Unsere Parlamente müssen lernen, Emotionen zu integrieren – nur dann kann unsere Demokratie auch wieder Menschen wirklich begeistern.

Angela Merkel (damals Bundeskanzlerin und CDU) jubelt nach dem Tor zum 2-0 im Spiel DEUTSCHLAND gegen PORTUGAL 4-0 bei der FIFA Fussball WM Weltmeisterschaft am 16.06.2014 in SALVADOR, Arena Fonte Nova.
Ein seltener Moment, in dem die damalige Bundeskanzlerin Angela Merkel ihre Emotionen zeigen durfte: Ihr Torjubel bei der Fußball-WM 2014 blieb vielen Bürger*innen und Fußball-Fans positiv in Erinnerung. In der Politik hätte Merkel solche Emotionen nie zeigen dürfen, ohne dabei an Glaubwürdigkeit zu verlieren – ein Paradox. Foto: IMAGO / ActionPictures

Das Problem mit der Emotion und der Politik ist gerade bei uns Deutschen ein Großes. Da tun wir uns besonders schwer. Der Geschichte wegen. Emotion und Manipulation fallen so bei uns – gefühlt –, wenn es um Politik geht, oft zusammen. Gefühle haben für viele in der Politik nichts zu suchen; sie werden als Einbruch in die irrationale Sphäre gewertet. Die Politiker*innen sollen lieber Argumente abwägen und rationalen Sachfragen klug und rational zu einer Entscheidung führen. Diese Haltung hat nicht ausschließlich etwas mit unserer Geschichte zu tun; die liberale Denkschule und ja, das Patriarchat, hat da auch noch mitgemischt.

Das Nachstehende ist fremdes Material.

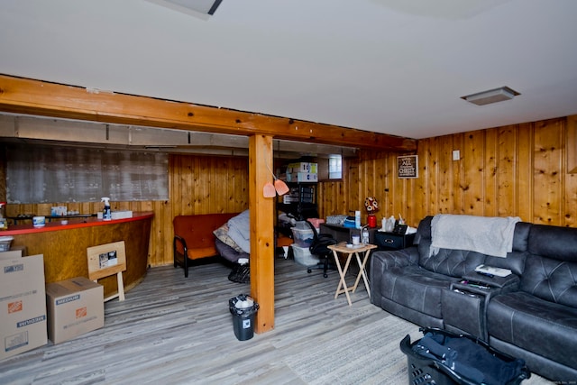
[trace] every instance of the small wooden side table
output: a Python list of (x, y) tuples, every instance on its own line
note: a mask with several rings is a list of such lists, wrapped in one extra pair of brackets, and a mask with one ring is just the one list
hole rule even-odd
[[(346, 300), (349, 302), (349, 306), (352, 306), (351, 296), (349, 296), (349, 291), (354, 293), (357, 286), (359, 286), (359, 281), (361, 280), (361, 277), (362, 277), (362, 280), (364, 281), (364, 287), (367, 289), (367, 293), (369, 294), (369, 298), (371, 298), (371, 289), (369, 289), (369, 280), (367, 279), (367, 272), (364, 270), (364, 266), (367, 263), (367, 260), (369, 259), (369, 254), (372, 249), (376, 249), (377, 245), (375, 244), (360, 244), (354, 247), (347, 247), (345, 242), (342, 242), (338, 244), (332, 244), (327, 246), (329, 249), (333, 251), (333, 254), (334, 255), (334, 263), (336, 264), (336, 269), (339, 270), (339, 275), (341, 276), (341, 280), (339, 280), (339, 286), (336, 288), (336, 292), (334, 293), (334, 298), (339, 296), (339, 294), (344, 293), (346, 296)], [(344, 262), (344, 268), (341, 267), (341, 261), (339, 261), (338, 253), (342, 253), (346, 255), (346, 262)], [(360, 252), (364, 252), (364, 256), (362, 260), (361, 260)], [(351, 287), (346, 286), (346, 280), (344, 279), (347, 270), (349, 270), (349, 265), (351, 264), (351, 260), (353, 259), (353, 255), (355, 255), (357, 263), (359, 263), (359, 273), (357, 274), (357, 278), (354, 281), (354, 285)]]

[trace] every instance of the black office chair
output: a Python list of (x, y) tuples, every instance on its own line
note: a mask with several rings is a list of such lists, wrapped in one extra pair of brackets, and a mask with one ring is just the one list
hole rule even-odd
[(336, 244), (337, 242), (333, 235), (328, 234), (316, 234), (316, 229), (308, 221), (305, 221), (310, 228), (313, 230), (313, 243), (310, 245), (309, 250), (310, 253), (316, 255), (320, 261), (316, 263), (315, 266), (308, 266), (307, 268), (307, 272), (312, 272), (313, 269), (322, 269), (323, 270), (323, 277), (327, 278), (328, 274), (326, 271), (329, 270), (336, 270), (336, 266), (334, 263), (332, 263), (333, 261), (333, 251), (329, 249), (327, 246), (331, 244)]

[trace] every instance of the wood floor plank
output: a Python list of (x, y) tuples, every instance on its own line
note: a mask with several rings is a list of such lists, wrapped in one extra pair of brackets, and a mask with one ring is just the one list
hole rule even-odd
[[(270, 332), (248, 341), (234, 336), (228, 300), (248, 293), (250, 284), (228, 280), (230, 268), (204, 264), (188, 278), (172, 266), (153, 268), (124, 301), (105, 303), (103, 328), (0, 362), (0, 383), (301, 385), (307, 382), (287, 357), (394, 317), (371, 304), (362, 285), (351, 294), (353, 306), (343, 295), (334, 299), (335, 271), (325, 279), (292, 260), (275, 265)], [(403, 333), (417, 329), (410, 325)], [(391, 353), (402, 355), (398, 342), (389, 344)], [(341, 359), (346, 365), (346, 354)]]

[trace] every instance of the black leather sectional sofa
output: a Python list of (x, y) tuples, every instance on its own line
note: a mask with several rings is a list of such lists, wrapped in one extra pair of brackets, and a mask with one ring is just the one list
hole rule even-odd
[[(552, 380), (576, 381), (577, 228), (518, 222), (507, 258), (430, 256), (432, 219), (419, 224), (415, 245), (372, 254), (371, 302), (420, 326), (479, 337)], [(480, 264), (512, 274), (480, 275)]]

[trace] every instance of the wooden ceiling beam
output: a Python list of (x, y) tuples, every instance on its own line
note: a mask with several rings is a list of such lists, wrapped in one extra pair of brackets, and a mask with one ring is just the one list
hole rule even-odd
[(416, 140), (396, 135), (6, 75), (0, 75), (0, 111), (360, 149), (417, 149)]

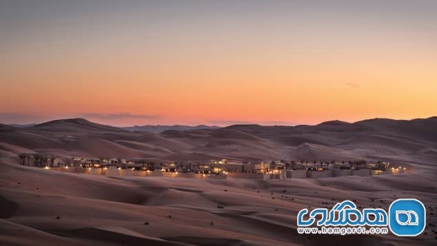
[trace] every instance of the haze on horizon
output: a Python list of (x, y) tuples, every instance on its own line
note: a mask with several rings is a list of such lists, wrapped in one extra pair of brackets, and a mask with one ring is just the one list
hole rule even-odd
[(2, 1), (0, 123), (437, 114), (434, 1)]

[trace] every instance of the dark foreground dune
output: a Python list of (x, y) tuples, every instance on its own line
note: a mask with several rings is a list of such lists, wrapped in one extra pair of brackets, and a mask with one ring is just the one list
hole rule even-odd
[[(0, 243), (6, 245), (433, 245), (431, 226), (413, 238), (302, 236), (296, 216), (304, 207), (354, 199), (387, 209), (399, 197), (432, 209), (435, 170), (423, 174), (312, 180), (201, 181), (105, 176), (0, 165)], [(431, 172), (432, 171), (432, 172)], [(226, 191), (225, 191), (226, 190)], [(383, 201), (384, 203), (380, 202)], [(223, 208), (218, 206), (223, 207)]]

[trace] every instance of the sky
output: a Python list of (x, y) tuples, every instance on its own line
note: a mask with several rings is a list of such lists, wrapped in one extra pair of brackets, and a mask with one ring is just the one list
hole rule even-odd
[(436, 1), (0, 1), (0, 123), (437, 115)]

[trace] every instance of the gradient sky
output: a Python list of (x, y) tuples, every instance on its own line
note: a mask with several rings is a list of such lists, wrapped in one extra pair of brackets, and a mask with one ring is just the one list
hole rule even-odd
[(436, 1), (0, 1), (0, 122), (437, 115)]

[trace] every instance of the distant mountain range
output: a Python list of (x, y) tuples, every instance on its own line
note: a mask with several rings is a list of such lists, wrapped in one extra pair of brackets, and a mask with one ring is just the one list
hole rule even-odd
[(123, 127), (123, 129), (127, 130), (130, 132), (150, 132), (154, 133), (161, 133), (167, 130), (176, 130), (176, 131), (186, 131), (189, 130), (198, 130), (198, 129), (217, 129), (220, 128), (218, 126), (209, 126), (205, 125), (198, 125), (195, 126), (183, 125), (135, 125), (131, 127)]
[[(332, 121), (316, 125), (145, 125), (116, 127), (84, 119), (28, 127), (0, 124), (0, 157), (19, 153), (170, 161), (437, 160), (437, 117)], [(435, 163), (435, 161), (434, 161)]]

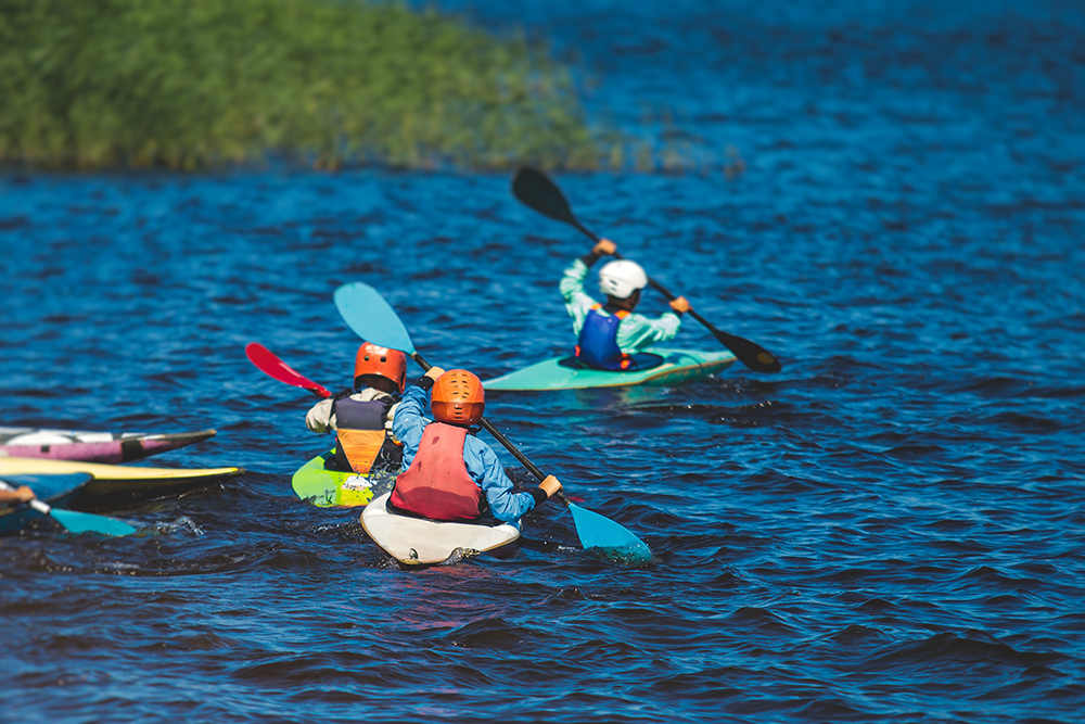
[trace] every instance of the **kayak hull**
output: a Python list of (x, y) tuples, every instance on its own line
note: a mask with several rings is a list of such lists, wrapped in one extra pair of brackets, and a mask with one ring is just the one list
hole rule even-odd
[(0, 457), (82, 460), (117, 465), (199, 443), (215, 430), (148, 434), (142, 432), (87, 432), (44, 428), (0, 428)]
[(644, 352), (660, 355), (663, 363), (651, 369), (614, 372), (579, 368), (574, 357), (553, 357), (515, 372), (485, 380), (482, 386), (485, 390), (549, 391), (674, 385), (706, 378), (735, 364), (735, 355), (726, 351), (658, 347)]
[(329, 470), (328, 462), (334, 454), (334, 448), (321, 453), (297, 469), (291, 479), (297, 497), (319, 508), (355, 508), (368, 504), (378, 491), (388, 488), (395, 480), (392, 473), (359, 475)]
[[(5, 475), (4, 482), (18, 487), (29, 485), (39, 500), (54, 508), (69, 508), (68, 505), (80, 487), (93, 478), (89, 473), (65, 473), (60, 475)], [(0, 505), (0, 536), (15, 535), (44, 513), (28, 505)]]
[(0, 457), (0, 479), (9, 475), (59, 475), (90, 473), (93, 479), (79, 487), (66, 508), (84, 512), (132, 507), (154, 498), (179, 495), (218, 484), (244, 473), (243, 468), (144, 468), (104, 465), (82, 460)]
[(400, 516), (387, 509), (392, 493), (373, 499), (361, 525), (382, 550), (404, 566), (433, 566), (459, 557), (507, 550), (520, 537), (520, 523), (481, 525)]

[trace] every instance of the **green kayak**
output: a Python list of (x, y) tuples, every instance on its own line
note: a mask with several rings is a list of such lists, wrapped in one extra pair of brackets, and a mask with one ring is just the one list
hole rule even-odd
[(320, 508), (354, 508), (368, 504), (395, 481), (391, 473), (371, 477), (329, 470), (326, 466), (334, 454), (334, 448), (321, 453), (298, 468), (291, 481), (297, 497)]
[(727, 351), (703, 352), (658, 347), (644, 352), (660, 355), (663, 361), (649, 369), (612, 372), (577, 367), (575, 357), (554, 357), (493, 380), (485, 380), (482, 386), (486, 390), (583, 390), (636, 384), (671, 385), (709, 377), (735, 364), (735, 355)]

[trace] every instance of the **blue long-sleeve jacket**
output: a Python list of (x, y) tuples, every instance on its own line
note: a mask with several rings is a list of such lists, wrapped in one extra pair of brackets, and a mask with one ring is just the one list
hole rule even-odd
[[(396, 408), (392, 420), (392, 434), (404, 444), (404, 461), (399, 472), (405, 472), (414, 460), (422, 432), (433, 422), (425, 417), (430, 404), (430, 393), (418, 385), (411, 385)], [(511, 522), (535, 507), (535, 498), (527, 493), (514, 493), (512, 481), (505, 474), (501, 461), (489, 445), (474, 435), (463, 439), (463, 465), (471, 480), (482, 488), (489, 510), (498, 520)]]

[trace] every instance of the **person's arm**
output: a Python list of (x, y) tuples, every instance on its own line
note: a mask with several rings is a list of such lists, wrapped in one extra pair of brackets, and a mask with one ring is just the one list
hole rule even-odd
[(312, 432), (328, 432), (334, 430), (332, 425), (332, 399), (321, 399), (309, 408), (305, 415), (305, 427)]
[(404, 444), (403, 469), (410, 467), (418, 446), (422, 444), (422, 433), (431, 420), (425, 418), (425, 408), (430, 404), (430, 389), (445, 370), (431, 367), (430, 371), (418, 379), (418, 382), (407, 388), (399, 404), (396, 405), (392, 418), (392, 434)]
[(549, 475), (538, 487), (533, 487), (528, 493), (514, 492), (512, 481), (505, 473), (497, 454), (477, 437), (468, 436), (463, 441), (463, 463), (468, 474), (478, 483), (486, 495), (490, 512), (505, 522), (512, 522), (523, 517), (561, 490), (558, 479)]
[(649, 319), (631, 314), (617, 328), (617, 346), (626, 354), (640, 352), (659, 342), (675, 339), (681, 329), (681, 317), (675, 312), (666, 312), (659, 319)]

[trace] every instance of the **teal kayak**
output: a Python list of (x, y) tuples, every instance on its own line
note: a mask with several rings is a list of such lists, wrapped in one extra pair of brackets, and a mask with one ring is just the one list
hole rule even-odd
[(359, 475), (330, 470), (327, 466), (334, 454), (332, 448), (298, 468), (291, 480), (297, 497), (319, 508), (354, 508), (368, 504), (378, 491), (388, 490), (395, 481), (392, 473)]
[(649, 369), (612, 372), (577, 367), (575, 357), (554, 357), (485, 380), (485, 390), (584, 390), (586, 388), (623, 388), (636, 384), (671, 385), (709, 377), (735, 364), (735, 355), (725, 350), (644, 350), (663, 357)]

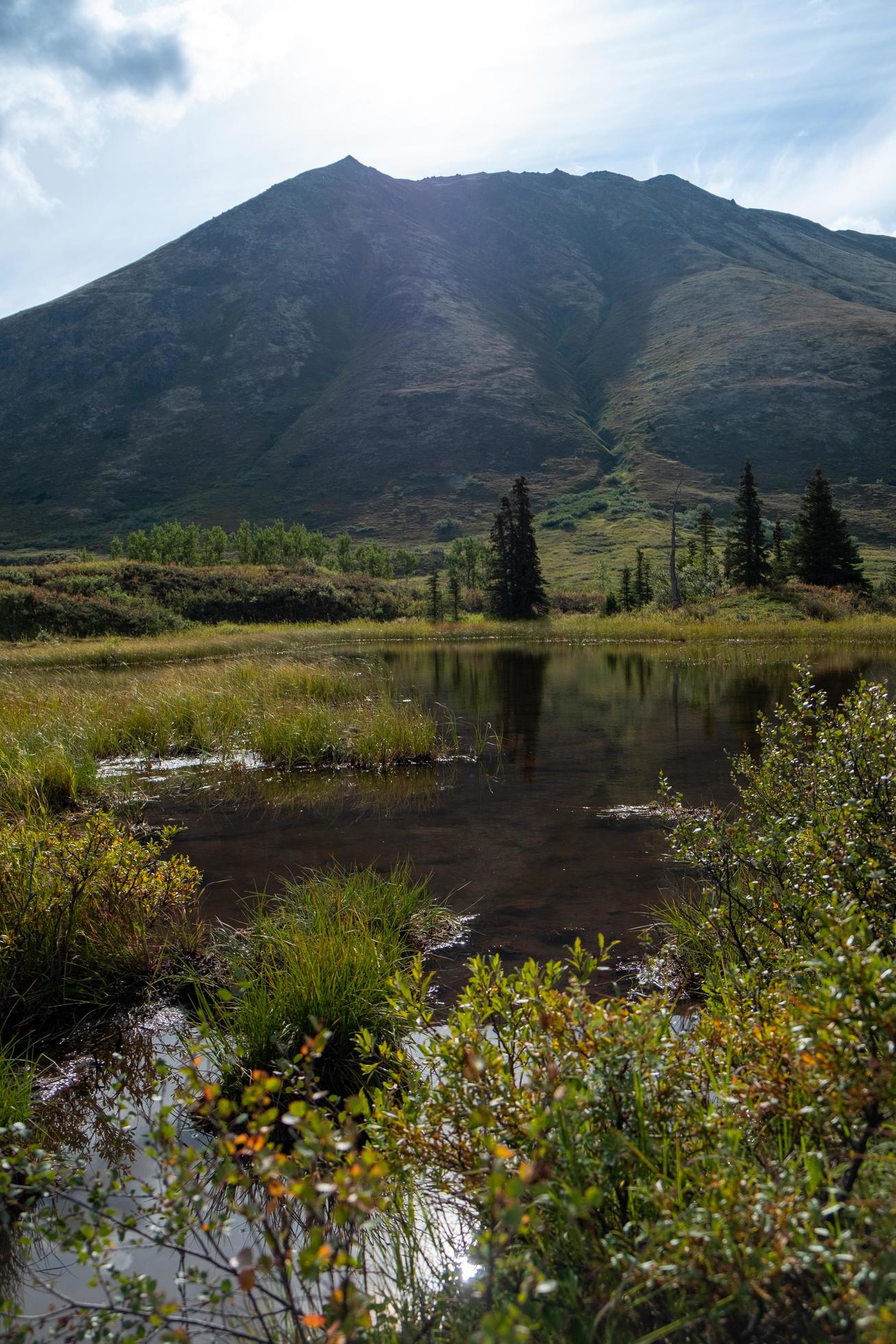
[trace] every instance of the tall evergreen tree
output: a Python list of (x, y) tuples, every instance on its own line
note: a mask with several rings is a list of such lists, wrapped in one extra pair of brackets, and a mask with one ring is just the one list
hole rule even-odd
[(789, 564), (785, 552), (785, 528), (779, 517), (771, 530), (771, 582), (783, 583), (787, 578)]
[(634, 605), (634, 594), (631, 591), (631, 567), (629, 564), (622, 566), (622, 581), (619, 583), (619, 606), (623, 612), (630, 612)]
[(513, 482), (513, 503), (505, 496), (492, 524), (489, 605), (496, 616), (525, 620), (548, 606), (535, 540), (525, 476)]
[(750, 460), (744, 462), (725, 539), (725, 575), (732, 583), (759, 587), (770, 574), (768, 546), (762, 530), (762, 500)]
[(821, 587), (837, 587), (840, 583), (865, 586), (858, 547), (834, 504), (821, 466), (806, 481), (799, 513), (794, 519), (790, 560), (797, 578), (803, 583), (818, 583)]
[(439, 582), (439, 566), (438, 560), (433, 560), (433, 569), (430, 570), (429, 578), (430, 589), (430, 621), (442, 620), (442, 585)]

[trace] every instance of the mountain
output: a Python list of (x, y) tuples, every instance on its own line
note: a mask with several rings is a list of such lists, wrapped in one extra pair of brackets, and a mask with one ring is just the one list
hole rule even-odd
[(750, 456), (785, 511), (821, 462), (892, 540), (895, 417), (895, 238), (672, 176), (349, 157), (0, 321), (0, 539), (282, 515), (424, 540), (482, 531), (521, 470), (574, 532), (678, 480), (724, 501)]

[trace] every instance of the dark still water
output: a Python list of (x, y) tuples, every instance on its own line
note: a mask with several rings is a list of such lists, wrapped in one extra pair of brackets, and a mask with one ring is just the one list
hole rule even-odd
[[(345, 656), (384, 664), (396, 695), (422, 695), (457, 723), (462, 749), (474, 724), (493, 724), (500, 754), (390, 777), (259, 778), (238, 798), (207, 786), (160, 798), (150, 818), (185, 827), (177, 844), (206, 875), (212, 918), (238, 921), (247, 892), (332, 862), (430, 872), (473, 917), (463, 945), (439, 958), (446, 989), (473, 952), (545, 958), (603, 933), (634, 953), (669, 880), (664, 828), (646, 812), (660, 773), (686, 802), (728, 802), (731, 757), (755, 749), (756, 718), (786, 698), (797, 657), (743, 645), (686, 657), (568, 645)], [(807, 661), (834, 699), (896, 669), (854, 649)]]

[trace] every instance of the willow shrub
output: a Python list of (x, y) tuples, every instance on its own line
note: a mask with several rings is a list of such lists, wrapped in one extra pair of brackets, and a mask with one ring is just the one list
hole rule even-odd
[[(153, 1317), (193, 1337), (215, 1312), (223, 1337), (277, 1344), (896, 1340), (892, 751), (880, 688), (832, 711), (803, 679), (744, 763), (742, 813), (680, 813), (688, 1020), (666, 995), (595, 996), (607, 952), (576, 945), (473, 961), (445, 1016), (415, 962), (390, 1031), (359, 1034), (369, 1082), (341, 1118), (310, 1078), (283, 1113), (292, 1066), (238, 1106), (193, 1062), (212, 1138), (184, 1154), (164, 1113), (160, 1183), (133, 1188), (141, 1235), (187, 1246), (201, 1296), (116, 1269), (120, 1191), (64, 1192), (74, 1222), (38, 1211), (23, 1235), (95, 1266), (103, 1305), (74, 1308), (70, 1337), (137, 1339)], [(304, 1043), (309, 1068), (320, 1050)]]
[(107, 813), (0, 824), (0, 1023), (42, 1030), (120, 1003), (201, 938), (200, 875)]

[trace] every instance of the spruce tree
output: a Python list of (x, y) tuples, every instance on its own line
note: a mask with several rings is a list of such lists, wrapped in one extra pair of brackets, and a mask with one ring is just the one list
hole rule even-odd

Emotionen: Schädlich für die Demokratie?

Eins nach dem anderen: In der unserem Politikverständnis nahestehenden liberalen Denkschule werden Emotionen und Gefühle ausschließlich dem privaten Raum zugeordnet. Emotionen schaden in der Demokratie, weil sie scheinbar nicht rational begründbar sind. Die liberale Befürchtung ist: Sperrt man Gefühle und Emotionen in einer politischen Debatte nicht aus, verlieren die vermeintlichen Sachargumente an Boden, und das Gemeinwohl kommt zunehmend in Gefahr. Anders ausgedrückt: Die Abgrenzung und Ausgrenzung eines Gefühlsraums in der Politik ist, so die Vorstellung, der effektivste Schutz gegen das Risiko eines Populismus, der Emotionen für seine Zwecke nutzt. Wir haben uns daher irgendwann darauf geeinigt, dass das Heraushalten von Gefühlen aus der Politik die Demokratie verteidigt, bzw. diese erst am Laufen hält.

Der kühle Kopf ist unter den Demokrat*innen sehr beliebt. Im Gegensatz dazu bestrafen wir Emotionen und Personen, die sich gefühlsbetont einbringen, tendenziell in (demokratischen) Diskussionen. Nicht unbedingt aus Bösartigkeit oder vollkommener Empathielosigkeit, sondern weil wir nie gelernt haben, Gefühle sinnvoll zu integrieren. Wir haben uns nie die Frage gestellt, wie wir unsere Emotionen in eine parlamentarische Debatte gemeinwohlorientiert einbringen können. Wie wir unsere tief liegenden emotionalen Potenziale für die Demokratie nutzbar machen können. Warum auch? Der Anreiz fehlte schlicht.

Emotionen sind „weiblich“ besetzt

Gefühle und Emotionen waren – und werden in der Regel immer noch – dem Häuslichen, dem Familiären, also „der Frau“ zugeordnet. Unsere patriarchalen Skripte passen da hervorragend zum liberalen Theoriegebäude. „Weiblich“ gelesene Eigenschaften werden prinzipiell als nicht „entscheidend“ gewertet. Die Kehrseite davon: Auch in der männlich gelesenen Machtsphäre haben Emotionen keinen Platz. „Echte Männer“ zeigen ihre Emotionen nicht offen, weil es „unmännlich“ oder „schwach“ wirkt. Dabei wissen wir alle: Emotionen und Gefühle sind weder weiblich noch männlich. Wir alle haben sie. Wir wissen auch alle, wie entscheidend sie für die private Sphäre sind, wie sehr sie unser Leben beeinflussen.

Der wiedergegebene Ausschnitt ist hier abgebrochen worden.